New health and safety rules published ahead of this year’s song contest also include scaled-back international delegations, social distancing and strict hygiene measures.
Eurovision was cancelled last year due to the coronavirus pandemic but the 2020 competition is due to take place in Rotterdam in May.
Performers, including UK entry James Newman, and all other attendees from abroad, will be recommended to go into quarantine for five days before departure to the Netherlands.
They must test negative for Covid-19 within 72 hours of their flight.
Newman, the older brother of pop star John Newman, had been set to appear at last year’s contest before it was cancelled.
This year delegations have to stay in their hotel, except when they travel to Rotterdam’s Ahoy Arena for rehearsals, the live shows and other programme-related activities.
Everyone in the arena, including crew, artists and press, will be tested regularly in a special facility.

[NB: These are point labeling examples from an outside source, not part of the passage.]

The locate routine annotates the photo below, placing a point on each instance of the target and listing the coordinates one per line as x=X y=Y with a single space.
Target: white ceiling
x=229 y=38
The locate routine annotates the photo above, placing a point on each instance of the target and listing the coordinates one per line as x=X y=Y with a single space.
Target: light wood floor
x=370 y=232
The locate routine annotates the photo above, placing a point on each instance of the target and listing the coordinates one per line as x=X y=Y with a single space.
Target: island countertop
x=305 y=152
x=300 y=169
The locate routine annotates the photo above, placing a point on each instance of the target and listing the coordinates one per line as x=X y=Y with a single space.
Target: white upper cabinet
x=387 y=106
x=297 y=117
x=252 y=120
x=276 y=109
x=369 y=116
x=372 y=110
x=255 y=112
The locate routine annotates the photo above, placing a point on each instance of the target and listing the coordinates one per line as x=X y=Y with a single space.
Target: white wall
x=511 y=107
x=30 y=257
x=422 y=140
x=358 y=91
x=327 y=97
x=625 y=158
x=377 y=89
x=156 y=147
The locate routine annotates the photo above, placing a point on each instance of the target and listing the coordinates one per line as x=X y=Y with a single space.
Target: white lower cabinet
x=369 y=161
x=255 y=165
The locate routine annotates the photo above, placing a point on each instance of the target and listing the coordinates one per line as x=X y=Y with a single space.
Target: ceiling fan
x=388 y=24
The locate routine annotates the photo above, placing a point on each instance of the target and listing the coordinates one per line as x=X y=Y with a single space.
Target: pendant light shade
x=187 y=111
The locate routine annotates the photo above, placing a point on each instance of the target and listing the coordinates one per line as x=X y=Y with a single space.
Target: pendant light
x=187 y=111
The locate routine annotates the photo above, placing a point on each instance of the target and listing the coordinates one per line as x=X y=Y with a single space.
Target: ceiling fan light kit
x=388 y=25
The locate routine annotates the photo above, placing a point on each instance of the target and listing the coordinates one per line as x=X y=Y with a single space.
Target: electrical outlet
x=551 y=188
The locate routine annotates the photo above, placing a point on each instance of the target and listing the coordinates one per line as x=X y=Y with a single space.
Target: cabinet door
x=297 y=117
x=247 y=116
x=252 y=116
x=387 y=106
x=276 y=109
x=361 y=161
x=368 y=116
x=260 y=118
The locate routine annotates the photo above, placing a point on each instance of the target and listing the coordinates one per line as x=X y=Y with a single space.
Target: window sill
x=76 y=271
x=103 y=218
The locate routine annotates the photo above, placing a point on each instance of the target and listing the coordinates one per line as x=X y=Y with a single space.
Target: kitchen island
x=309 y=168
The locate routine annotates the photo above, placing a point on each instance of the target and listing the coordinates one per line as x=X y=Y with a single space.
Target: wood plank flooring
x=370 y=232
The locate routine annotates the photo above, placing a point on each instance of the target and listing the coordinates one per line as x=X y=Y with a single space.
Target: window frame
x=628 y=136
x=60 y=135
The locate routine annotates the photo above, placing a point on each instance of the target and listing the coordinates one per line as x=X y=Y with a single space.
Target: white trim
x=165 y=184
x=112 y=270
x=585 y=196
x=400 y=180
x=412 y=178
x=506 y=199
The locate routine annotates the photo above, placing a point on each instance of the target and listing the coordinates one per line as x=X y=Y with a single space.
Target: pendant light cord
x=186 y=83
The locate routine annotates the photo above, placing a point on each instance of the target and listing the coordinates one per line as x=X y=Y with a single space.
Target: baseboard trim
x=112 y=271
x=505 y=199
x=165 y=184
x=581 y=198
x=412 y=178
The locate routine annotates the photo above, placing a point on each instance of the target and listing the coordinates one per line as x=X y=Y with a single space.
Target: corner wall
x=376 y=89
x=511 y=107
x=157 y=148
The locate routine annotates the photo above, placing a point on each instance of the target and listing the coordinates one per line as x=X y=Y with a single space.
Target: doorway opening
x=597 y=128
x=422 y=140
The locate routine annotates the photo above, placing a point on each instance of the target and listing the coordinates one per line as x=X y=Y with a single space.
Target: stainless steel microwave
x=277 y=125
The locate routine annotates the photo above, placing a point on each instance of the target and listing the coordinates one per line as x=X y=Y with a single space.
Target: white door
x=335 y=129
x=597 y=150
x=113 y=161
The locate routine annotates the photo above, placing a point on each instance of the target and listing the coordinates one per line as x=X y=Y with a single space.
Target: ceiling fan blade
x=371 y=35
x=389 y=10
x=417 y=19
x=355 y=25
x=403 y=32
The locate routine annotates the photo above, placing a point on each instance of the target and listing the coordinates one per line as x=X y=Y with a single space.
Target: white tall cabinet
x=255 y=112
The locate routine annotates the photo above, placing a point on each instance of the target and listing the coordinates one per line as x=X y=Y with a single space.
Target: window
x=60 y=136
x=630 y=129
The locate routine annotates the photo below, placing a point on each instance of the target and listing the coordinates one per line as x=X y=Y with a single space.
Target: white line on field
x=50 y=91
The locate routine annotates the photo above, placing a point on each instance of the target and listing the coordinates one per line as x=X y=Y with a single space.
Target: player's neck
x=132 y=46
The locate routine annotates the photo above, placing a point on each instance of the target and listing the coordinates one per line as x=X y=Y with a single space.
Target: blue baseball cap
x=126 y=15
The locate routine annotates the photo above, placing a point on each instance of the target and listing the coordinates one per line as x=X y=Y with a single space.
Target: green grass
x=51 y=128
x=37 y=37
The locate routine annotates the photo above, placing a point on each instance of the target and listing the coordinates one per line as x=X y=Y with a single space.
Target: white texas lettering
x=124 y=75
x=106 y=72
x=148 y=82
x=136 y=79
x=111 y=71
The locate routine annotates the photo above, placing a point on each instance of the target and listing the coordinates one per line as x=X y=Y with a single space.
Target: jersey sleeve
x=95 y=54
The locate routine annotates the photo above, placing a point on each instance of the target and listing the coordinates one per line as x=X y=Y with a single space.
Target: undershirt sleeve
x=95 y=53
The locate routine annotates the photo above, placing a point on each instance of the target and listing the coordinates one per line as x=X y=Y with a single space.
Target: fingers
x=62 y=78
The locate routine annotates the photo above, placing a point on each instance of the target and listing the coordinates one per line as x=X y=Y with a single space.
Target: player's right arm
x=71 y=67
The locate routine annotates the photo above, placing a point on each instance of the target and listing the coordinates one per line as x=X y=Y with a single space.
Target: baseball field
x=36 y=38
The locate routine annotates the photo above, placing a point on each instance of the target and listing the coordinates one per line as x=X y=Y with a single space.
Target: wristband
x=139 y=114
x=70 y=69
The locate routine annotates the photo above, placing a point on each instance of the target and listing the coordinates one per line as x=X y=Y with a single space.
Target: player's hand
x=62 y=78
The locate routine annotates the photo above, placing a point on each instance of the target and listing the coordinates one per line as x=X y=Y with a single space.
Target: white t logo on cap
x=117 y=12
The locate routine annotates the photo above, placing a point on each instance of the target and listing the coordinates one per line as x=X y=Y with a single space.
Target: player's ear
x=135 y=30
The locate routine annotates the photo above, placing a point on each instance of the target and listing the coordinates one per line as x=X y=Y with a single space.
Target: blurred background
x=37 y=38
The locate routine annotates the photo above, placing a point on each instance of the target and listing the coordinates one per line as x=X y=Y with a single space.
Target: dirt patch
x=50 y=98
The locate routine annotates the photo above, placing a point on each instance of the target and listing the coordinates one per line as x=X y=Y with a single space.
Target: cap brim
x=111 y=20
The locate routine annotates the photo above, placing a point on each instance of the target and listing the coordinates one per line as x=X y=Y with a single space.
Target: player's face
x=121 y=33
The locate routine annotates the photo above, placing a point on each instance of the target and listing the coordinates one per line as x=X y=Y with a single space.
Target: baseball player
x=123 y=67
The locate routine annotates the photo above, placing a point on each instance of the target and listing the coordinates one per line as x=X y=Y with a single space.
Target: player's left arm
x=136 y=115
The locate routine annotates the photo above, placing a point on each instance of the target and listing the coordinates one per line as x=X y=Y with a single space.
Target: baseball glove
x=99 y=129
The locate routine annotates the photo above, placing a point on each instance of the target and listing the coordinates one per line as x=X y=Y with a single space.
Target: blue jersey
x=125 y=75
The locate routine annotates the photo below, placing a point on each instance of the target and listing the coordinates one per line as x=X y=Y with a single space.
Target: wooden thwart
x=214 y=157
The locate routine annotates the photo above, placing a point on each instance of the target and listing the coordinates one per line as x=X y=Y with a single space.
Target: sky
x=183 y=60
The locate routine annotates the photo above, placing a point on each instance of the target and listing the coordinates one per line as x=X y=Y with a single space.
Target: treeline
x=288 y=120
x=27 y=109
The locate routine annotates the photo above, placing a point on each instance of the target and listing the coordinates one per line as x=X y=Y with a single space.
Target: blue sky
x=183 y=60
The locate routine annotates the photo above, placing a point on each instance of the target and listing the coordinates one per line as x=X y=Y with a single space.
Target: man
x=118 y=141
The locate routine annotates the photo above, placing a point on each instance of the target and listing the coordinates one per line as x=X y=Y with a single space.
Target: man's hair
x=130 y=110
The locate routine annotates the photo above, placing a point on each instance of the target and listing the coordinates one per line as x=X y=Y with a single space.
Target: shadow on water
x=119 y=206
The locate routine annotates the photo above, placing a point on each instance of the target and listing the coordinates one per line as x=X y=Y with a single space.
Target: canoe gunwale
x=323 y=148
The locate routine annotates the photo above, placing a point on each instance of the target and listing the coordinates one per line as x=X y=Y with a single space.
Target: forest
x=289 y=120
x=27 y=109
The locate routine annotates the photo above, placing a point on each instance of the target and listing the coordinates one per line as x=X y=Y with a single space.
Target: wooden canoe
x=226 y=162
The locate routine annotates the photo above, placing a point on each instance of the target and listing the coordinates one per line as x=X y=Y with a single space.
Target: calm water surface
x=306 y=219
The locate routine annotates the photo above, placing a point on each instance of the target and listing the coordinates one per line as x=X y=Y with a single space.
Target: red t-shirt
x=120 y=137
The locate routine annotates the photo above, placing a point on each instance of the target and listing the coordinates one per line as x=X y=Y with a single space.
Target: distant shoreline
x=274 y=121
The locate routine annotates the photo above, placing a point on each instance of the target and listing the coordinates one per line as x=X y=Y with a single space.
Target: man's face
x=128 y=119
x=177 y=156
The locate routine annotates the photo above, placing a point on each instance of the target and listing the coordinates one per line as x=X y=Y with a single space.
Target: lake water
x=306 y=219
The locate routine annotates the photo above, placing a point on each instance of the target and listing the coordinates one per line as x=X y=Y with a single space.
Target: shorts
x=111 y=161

If a participant is unable to perform live because of a positive Covid test, a backup recording will be used.
Martin Osterdahl, the Eurovision Song Contest’s executive supervisor, said: “The spirit and tradition of the Eurovision Song Contest is about uniting Europe on one stage and we are very much still determined to achieve this in Rotterdam in May.
“We are moving forward with our plans to produce a safe Eurovision Song Contest, with all artists performing live in Rotterdam.”
The number of journalists who can attend the event will also be capped at 500 with a further 1,000 able to cover the show in a new online press centre.
A decision on whether an audience can be present at the shows will be made nearer the time.
Mr Osterdahl told the BBC Newscast podcast that celebrations from musicians will have to be more muted than in previous years, with no kissing and hugging.